How the SolarWinds Hackers Weaponized Cybersecurity Best Practices

The Solar Winds attack has demonstrated a painful reality: Hackers can cleverly use cybersecurity best practices as an infection vector.

The attack is believed to have compromised the U.S. government’s most sensitive records. Unfortunately, penetrating those secrets was not complicated for nation-state actors who pulled it off.

In March 2020, the company SolarWinds released a patch to their Orion software, a security best practice that should have protected the software provider and its clients from hackers. However, in this instance, an outside nation-state snuck malicious code into the patch, allowing hackers backdoor access into client’s networks.  The hack infected very secure companies, multiple U.S. government agencies and organizations including the reputable cybersecurity firm FireEye.

So, what went wrong? And what can we learn from this large-scale attack that has been blamed on the Russians?The hackers used the strategy of subtle reconnaissance to avoid detection of the hack for nearly nine months. After gaining access to a network, the hackers laid dormant for a few weeks before probing compromised networks.

The hackers disguised their malicious packets as packets created by the Orion software, allowing them to hide from network monitoring tools and anti-virus. The hack was finally detected in December 2020 when the cybersecurity firm FireEye, which uses SolarWinds Orion, fond that it had been compromised.

The hackers succeeded by weaponizing the tactics and methods organizations use to protect themselves from attacks.  For example, it is common practice for organizations to use only trusted and well-vetted software vendors to avoid a scenario where a third-party slips malicious code into their software on purpose, leaving systems vulnerable. Knowing that very secure companies only used trusted vendors, the Russian hackers chose SolarWinds as their attack vector, since it was already a widely used and well trusted company.

Another best practice exploited in this hack is that you should always update your systems as soon as possible. This best practice ensures that after the patch notes are released, which often list the security vulnerabilities fixed in the patch, hackers cannot exploit your systems. Knowing this, the Russian hackers attached their malicious code to a software update. Thus, the sooner a user installed the update, the more time the Russians had in that user’s network. This means that users who did not follow best practices and took their time to update or did not update at all actually ended up being in a better position than those who updated quickly.

The hackers also exploited a third best practice that encourages companies to perform vulnerability cans often and to continuously monitor their networks. The Russian hackers used frequent scans and monitoring to hide their own traffic. The hackers disguised their packets as Orion packets. Thus, the more a user did legitimate Orion scans the less suspicious the Russian packets appeared. This creates the paradoxical situation where a user who had the infected update but did not perform any scans was more likely to catch the infection than a user who performed frequent scans.

Since the Russians were able to use cybersecurity best practices as a weapon to infiltrate highly secure systems should we even have best practices? The obvious answer is YES! Despite the best practices failing to prevent an attack in this case, they are very helpful in preventing attacks in general. Any rational person will tell you that they would rather download their antivirus from Malwarebytes, a well-known and trusted company, than from antivirus.ru.

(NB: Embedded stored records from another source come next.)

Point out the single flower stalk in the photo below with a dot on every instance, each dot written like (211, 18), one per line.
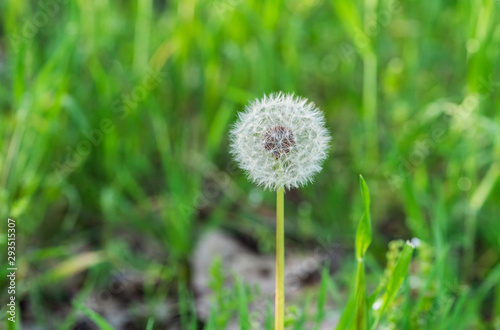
(280, 141)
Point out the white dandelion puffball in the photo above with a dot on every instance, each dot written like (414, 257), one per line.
(280, 141)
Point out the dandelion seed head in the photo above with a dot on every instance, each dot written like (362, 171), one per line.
(280, 141)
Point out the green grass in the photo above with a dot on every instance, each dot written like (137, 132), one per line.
(114, 120)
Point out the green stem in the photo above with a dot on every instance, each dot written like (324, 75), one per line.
(280, 261)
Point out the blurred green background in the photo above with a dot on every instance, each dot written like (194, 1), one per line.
(114, 150)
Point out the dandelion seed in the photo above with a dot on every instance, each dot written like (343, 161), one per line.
(280, 141)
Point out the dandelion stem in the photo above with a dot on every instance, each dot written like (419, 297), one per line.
(280, 261)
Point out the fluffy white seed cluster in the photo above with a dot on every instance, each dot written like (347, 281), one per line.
(280, 141)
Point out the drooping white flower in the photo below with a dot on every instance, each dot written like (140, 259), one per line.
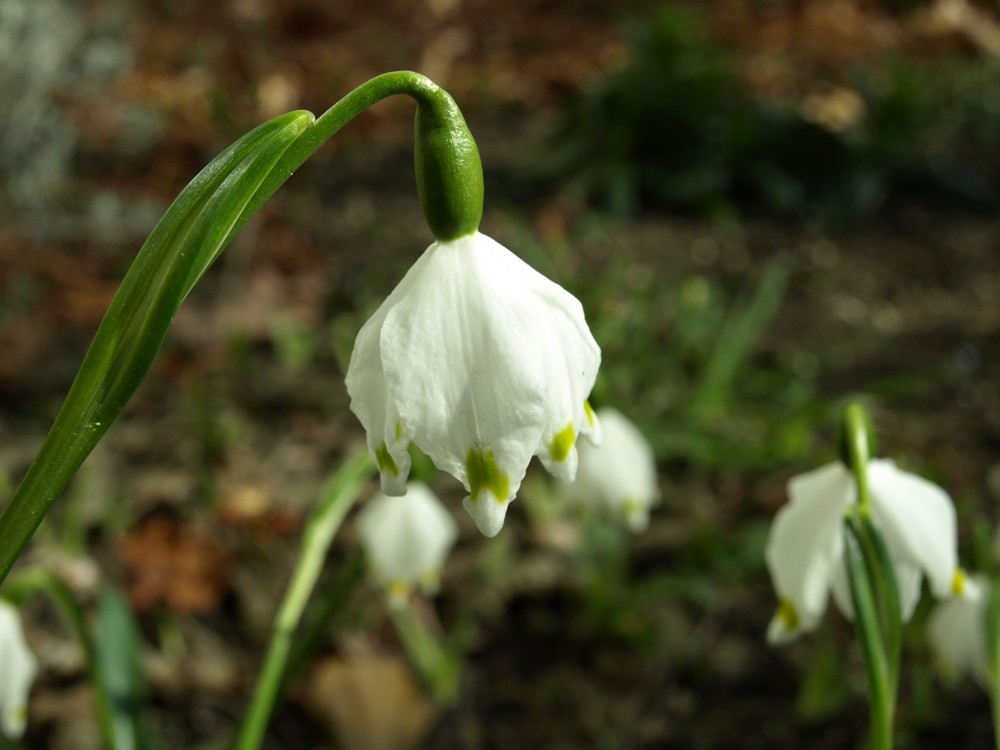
(805, 548)
(956, 631)
(480, 361)
(619, 475)
(406, 540)
(18, 667)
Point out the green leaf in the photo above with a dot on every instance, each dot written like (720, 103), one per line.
(119, 669)
(195, 230)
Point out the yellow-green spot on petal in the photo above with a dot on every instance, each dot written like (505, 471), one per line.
(398, 590)
(561, 444)
(958, 582)
(788, 615)
(385, 461)
(484, 474)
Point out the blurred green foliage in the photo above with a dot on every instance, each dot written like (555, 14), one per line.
(681, 356)
(675, 128)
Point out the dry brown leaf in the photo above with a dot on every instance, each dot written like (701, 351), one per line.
(174, 564)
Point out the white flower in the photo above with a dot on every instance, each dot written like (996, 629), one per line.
(805, 548)
(619, 476)
(18, 667)
(956, 631)
(406, 540)
(482, 362)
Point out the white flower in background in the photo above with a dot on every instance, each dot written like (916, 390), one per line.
(805, 548)
(17, 672)
(406, 540)
(956, 631)
(619, 476)
(480, 361)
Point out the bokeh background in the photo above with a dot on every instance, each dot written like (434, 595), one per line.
(766, 207)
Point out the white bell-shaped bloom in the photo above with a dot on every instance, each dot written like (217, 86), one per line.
(406, 540)
(18, 667)
(619, 475)
(482, 362)
(956, 631)
(805, 548)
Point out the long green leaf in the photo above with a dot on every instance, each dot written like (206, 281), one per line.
(190, 236)
(197, 227)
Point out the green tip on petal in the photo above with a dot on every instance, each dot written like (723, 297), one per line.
(788, 614)
(562, 443)
(484, 474)
(958, 582)
(385, 461)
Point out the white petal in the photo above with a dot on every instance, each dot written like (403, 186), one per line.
(19, 668)
(917, 519)
(956, 632)
(461, 364)
(406, 539)
(570, 361)
(805, 544)
(371, 401)
(620, 475)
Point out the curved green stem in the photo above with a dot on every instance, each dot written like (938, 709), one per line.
(881, 689)
(339, 494)
(196, 229)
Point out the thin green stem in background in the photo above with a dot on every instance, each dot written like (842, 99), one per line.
(438, 667)
(338, 495)
(195, 230)
(38, 581)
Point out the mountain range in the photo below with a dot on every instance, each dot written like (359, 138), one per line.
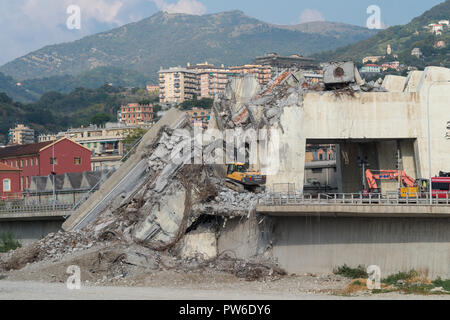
(402, 40)
(164, 39)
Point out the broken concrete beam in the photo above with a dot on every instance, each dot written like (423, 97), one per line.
(124, 179)
(338, 72)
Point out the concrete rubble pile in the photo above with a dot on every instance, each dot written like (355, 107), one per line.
(154, 214)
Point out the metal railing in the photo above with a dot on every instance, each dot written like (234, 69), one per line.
(20, 208)
(297, 198)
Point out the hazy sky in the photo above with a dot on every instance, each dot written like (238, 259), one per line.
(27, 25)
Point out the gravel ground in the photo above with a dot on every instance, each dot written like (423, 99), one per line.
(28, 290)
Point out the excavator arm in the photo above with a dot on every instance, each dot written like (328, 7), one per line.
(372, 177)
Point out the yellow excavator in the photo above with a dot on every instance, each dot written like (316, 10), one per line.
(240, 178)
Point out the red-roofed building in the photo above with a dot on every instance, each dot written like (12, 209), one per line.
(41, 159)
(9, 182)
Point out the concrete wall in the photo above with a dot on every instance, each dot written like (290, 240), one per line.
(376, 116)
(30, 231)
(318, 244)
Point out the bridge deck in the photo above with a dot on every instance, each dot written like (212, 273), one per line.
(32, 216)
(354, 210)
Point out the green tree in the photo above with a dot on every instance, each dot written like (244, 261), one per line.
(132, 138)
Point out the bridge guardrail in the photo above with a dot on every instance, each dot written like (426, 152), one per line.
(296, 198)
(14, 208)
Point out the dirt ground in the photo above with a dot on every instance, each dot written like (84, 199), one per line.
(47, 280)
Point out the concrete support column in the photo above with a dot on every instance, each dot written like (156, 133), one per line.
(292, 146)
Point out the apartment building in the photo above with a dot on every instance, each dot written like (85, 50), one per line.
(44, 158)
(204, 80)
(105, 143)
(199, 117)
(177, 84)
(262, 73)
(212, 80)
(136, 114)
(280, 64)
(21, 135)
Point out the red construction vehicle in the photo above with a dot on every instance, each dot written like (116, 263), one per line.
(411, 188)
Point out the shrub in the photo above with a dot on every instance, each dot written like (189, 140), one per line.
(353, 273)
(7, 242)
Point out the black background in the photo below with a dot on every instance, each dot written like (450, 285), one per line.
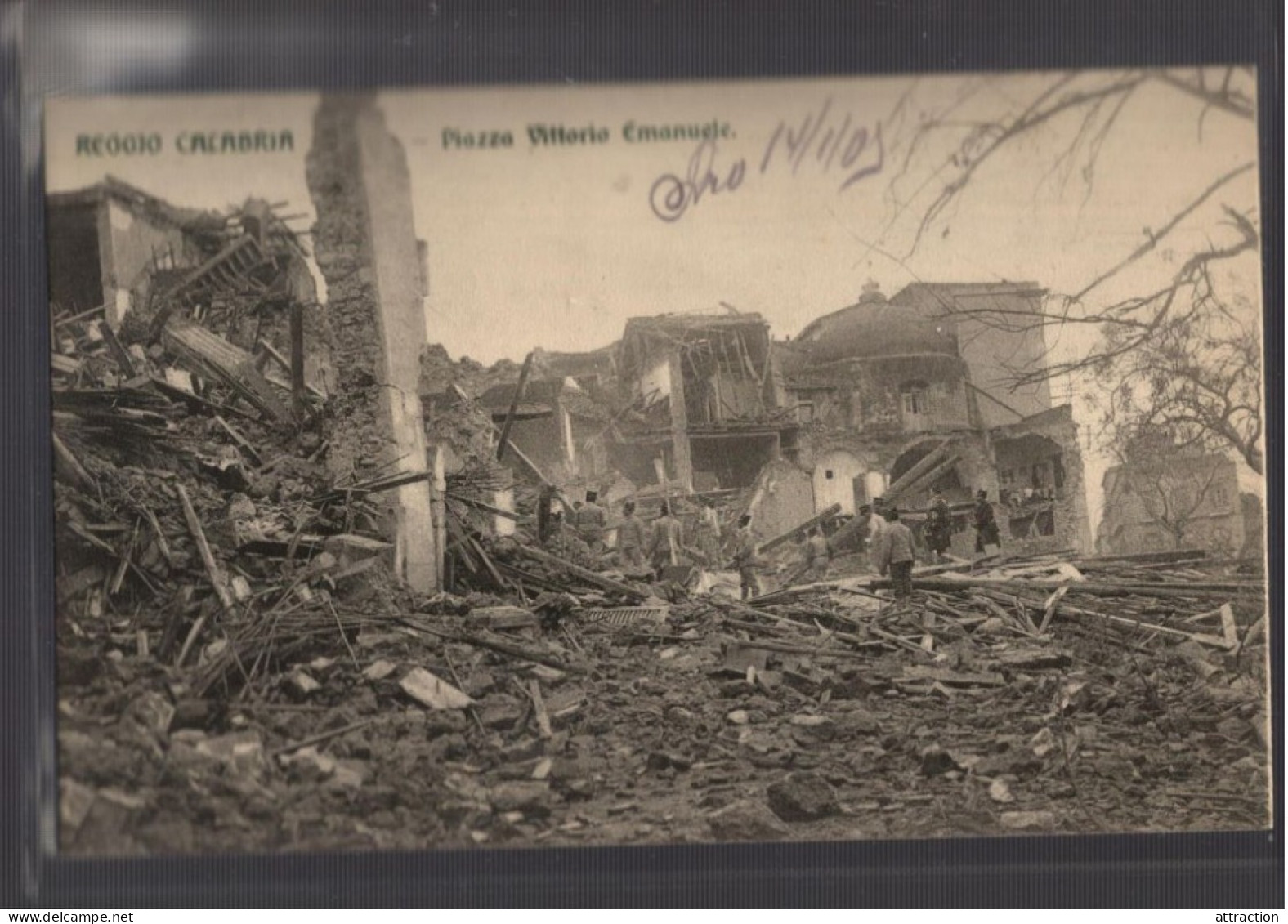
(44, 51)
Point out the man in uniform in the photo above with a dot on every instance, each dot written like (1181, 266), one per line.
(708, 534)
(666, 541)
(818, 555)
(897, 555)
(745, 557)
(986, 523)
(874, 532)
(632, 538)
(939, 527)
(590, 523)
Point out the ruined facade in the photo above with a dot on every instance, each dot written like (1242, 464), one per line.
(704, 402)
(885, 391)
(366, 248)
(557, 424)
(1167, 498)
(118, 248)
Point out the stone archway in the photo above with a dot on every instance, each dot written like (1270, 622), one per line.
(835, 472)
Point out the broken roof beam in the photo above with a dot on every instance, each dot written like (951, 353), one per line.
(800, 528)
(212, 354)
(174, 295)
(928, 462)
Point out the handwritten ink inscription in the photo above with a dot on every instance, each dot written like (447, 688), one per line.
(820, 141)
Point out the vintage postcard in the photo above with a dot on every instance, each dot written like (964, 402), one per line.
(856, 458)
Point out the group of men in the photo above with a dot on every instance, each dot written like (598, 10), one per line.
(890, 543)
(639, 545)
(892, 547)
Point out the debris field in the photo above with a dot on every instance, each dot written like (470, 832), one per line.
(239, 668)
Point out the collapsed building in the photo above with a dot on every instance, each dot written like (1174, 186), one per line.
(708, 404)
(300, 609)
(1165, 497)
(901, 396)
(887, 398)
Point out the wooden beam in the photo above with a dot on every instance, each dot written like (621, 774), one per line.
(514, 407)
(796, 530)
(297, 357)
(585, 574)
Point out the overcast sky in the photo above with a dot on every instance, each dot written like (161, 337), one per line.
(557, 246)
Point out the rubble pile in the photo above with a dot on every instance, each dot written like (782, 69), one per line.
(239, 668)
(549, 703)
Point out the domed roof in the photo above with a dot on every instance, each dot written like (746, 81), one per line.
(874, 327)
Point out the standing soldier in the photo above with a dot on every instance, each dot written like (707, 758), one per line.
(630, 538)
(745, 557)
(939, 527)
(818, 555)
(897, 555)
(592, 521)
(666, 541)
(708, 534)
(986, 524)
(874, 530)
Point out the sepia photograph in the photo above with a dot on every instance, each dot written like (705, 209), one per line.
(859, 458)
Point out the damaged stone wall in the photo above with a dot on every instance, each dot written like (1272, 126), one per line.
(1069, 510)
(367, 252)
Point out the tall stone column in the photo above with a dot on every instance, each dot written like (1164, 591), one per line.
(364, 245)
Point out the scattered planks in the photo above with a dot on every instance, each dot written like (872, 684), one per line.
(583, 573)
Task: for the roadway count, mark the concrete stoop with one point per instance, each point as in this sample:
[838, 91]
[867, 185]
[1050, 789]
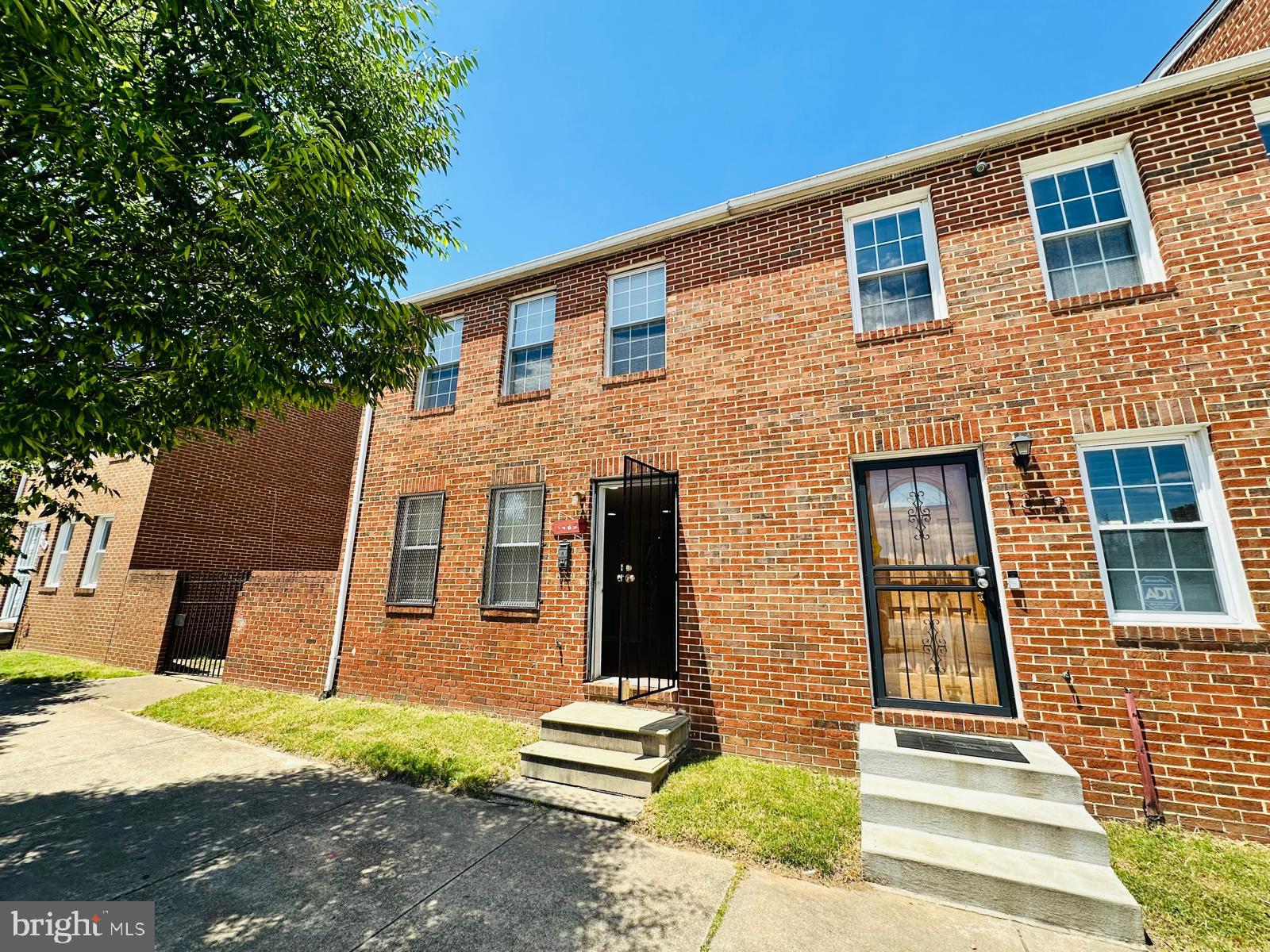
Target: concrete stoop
[1007, 837]
[600, 759]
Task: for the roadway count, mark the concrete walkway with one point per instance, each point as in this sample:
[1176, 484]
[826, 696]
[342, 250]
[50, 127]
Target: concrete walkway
[244, 848]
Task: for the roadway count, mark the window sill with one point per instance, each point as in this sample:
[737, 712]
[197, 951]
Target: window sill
[622, 380]
[941, 325]
[431, 412]
[1119, 296]
[526, 397]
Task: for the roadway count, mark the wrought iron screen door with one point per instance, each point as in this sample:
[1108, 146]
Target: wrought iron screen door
[648, 582]
[930, 587]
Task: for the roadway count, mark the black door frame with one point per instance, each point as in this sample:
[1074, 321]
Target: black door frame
[987, 559]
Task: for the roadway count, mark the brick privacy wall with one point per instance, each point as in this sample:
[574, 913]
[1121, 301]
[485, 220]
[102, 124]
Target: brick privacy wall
[766, 399]
[273, 499]
[116, 622]
[1241, 29]
[283, 630]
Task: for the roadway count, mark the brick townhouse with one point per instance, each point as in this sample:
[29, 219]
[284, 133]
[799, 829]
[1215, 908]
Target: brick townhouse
[971, 437]
[152, 579]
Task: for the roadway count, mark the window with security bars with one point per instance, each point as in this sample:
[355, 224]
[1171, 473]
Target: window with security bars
[514, 552]
[637, 321]
[1156, 528]
[1092, 228]
[530, 344]
[417, 550]
[438, 384]
[895, 268]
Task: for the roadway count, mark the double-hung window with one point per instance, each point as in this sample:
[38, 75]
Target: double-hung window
[417, 550]
[61, 547]
[1162, 535]
[514, 550]
[529, 344]
[97, 551]
[895, 262]
[637, 321]
[440, 382]
[1091, 221]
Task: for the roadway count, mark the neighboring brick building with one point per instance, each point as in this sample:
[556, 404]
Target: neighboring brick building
[182, 537]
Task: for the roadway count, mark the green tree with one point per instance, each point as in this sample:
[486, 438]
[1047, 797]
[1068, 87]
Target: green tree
[206, 213]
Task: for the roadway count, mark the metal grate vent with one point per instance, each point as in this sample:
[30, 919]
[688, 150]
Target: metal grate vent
[960, 746]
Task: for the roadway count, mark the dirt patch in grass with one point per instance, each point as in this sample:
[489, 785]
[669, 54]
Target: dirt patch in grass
[19, 666]
[1198, 892]
[455, 750]
[761, 812]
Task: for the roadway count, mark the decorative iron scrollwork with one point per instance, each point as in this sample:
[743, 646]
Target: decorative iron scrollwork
[918, 514]
[935, 647]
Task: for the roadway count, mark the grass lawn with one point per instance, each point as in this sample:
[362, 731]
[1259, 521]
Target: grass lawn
[1199, 892]
[455, 750]
[21, 666]
[761, 812]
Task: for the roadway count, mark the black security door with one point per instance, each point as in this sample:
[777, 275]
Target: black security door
[647, 579]
[930, 587]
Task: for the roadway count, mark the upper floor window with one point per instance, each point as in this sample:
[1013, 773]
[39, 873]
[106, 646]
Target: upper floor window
[637, 321]
[97, 551]
[61, 547]
[529, 344]
[1091, 221]
[417, 550]
[440, 382]
[1161, 531]
[895, 262]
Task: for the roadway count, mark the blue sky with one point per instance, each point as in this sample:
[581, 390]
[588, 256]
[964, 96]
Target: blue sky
[587, 118]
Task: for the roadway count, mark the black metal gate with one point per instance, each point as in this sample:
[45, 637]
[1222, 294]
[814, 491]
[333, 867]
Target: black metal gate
[648, 647]
[200, 634]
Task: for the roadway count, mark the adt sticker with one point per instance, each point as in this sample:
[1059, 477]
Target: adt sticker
[1160, 593]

Similarly, patching is extremely vital to ensure security. For example, a patch to prevent infection by the infamous MS17-010 ExternalBlue hack was released a month before the exploit was made public. If everyone had followed the best practices and updated their systems immediately, the exploit would not have been possible. Likewise, frequent scanning does catch malicious software and prevents attacks before they cause any damage.

Just because these best practices were exploited in this one case does not mean we can forget about the millions of attacks they prevented.